K木元さんとは大学の同級生なのであるが、諸般の事
情により私よりもいくつか年上なのでさんづけでお呼
びするのである。
都内某飲み屋で衝撃的な出会いののちご結婚、二年間
ワルシャワで教員生活を送り、現地で御男子誕生、帰
国後女子高で先生をつとめておられるという、酒を飲
みながらインタビューするにはうってつけのご経験を
山ほどおもちの方なのである。

公演の都合で日曜の夜遅くになってしまったので、ち
ゃんとしたお店が開いていないということで御自宅に
お招きいただく。
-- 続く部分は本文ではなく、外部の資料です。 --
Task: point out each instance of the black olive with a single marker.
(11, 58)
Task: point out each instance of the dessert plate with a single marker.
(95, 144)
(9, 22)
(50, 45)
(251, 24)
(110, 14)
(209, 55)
そんなにお気遣いいただかなくとも

実は一番聞きたかった話は、奥方のワルシャワでの出
産体験であった。
ベルリンに行ったとき友人に聞いた話に、お隣のポー
ランドはビンボー国ということで露骨にバカにされて
いて、国境を越えてやって来たぼろぼろの列車(確か
にそうだった)が走っていると、指をさして憫笑を与
え、国辱的ジョークをとばすドイツ人がいるそうであ
る(その辺ヨーロッパの人たちは仮借なく残酷である
)。
私はポーランドに行ったことがないが、そんな話もあ
って病院などは誠にお粗末なのではないかと想像して
いたのである。
プライベートの病院は設備が素晴らしいが、目玉の飛
び出るぐらい非常識な費用がかかる。
いっぽうK木元さんの身分は公務員扱いだったので、
国立病院なら基本的にタダで診てもらえる。
そこで迷わず国立病院を選んだ、「っていうか事実上
それしか無理だったのね」。
「医療水準が低いとかそういうことはありませんか」
「それ以上にとにかくタフなんですう、あそこの人た
ちは。少々のことでは壊れませーん」
いっぽう日本人の奥方は、消毒の十分でない水道水か
ら傷口が細菌感染を起こし、40度の高熱が何日も続い
たという。
医者もあわてて抗生剤をとっかえひっかえ点滴し、四
つ目に試した薬がようやく効を奏したのだそうだ。
「出産は病気じゃないから少しは費用がかかるのね。
でも病気扱いになったからおかげで治療費がタダ。は
はは。得した」
「『得した』って言うてる場合ですか!死にかけてる
じゃないすか!」
「そうともいうね。ははは」
「言葉は大丈夫だったんですか?」
「ぜーんぜん。ちっとも。たまたま少し英語の喋れる
学校の先生が同室にいてね、色々教えてもらったりし
て。OK」
OKって・・・。すげえ。すごいよ奥さん。
そのワルシャワ生まれのS宜くんがもう5歳。
「ドリフの大爆笑」のテーマ曲にのって踊っている様
子がまことに頼もしい。やはり男の子は分かりやすく
ていいものだ。
夜も更けてまだまだ話し足りないことは次の機会とい
うことに。
おいしいワインごちそうさまでした。
「甲州ワインも高いのはおいしいけどやっぱり外国産
には負けるな」と思っていたのですが、謹んで撤回さ
せていただきます。
「シャトレーゼ」という地元のお菓子屋さんが最近始
めたワイナリーの量り売りワインだとか。白も赤も大
変美味でびっくりしました。ほんとに。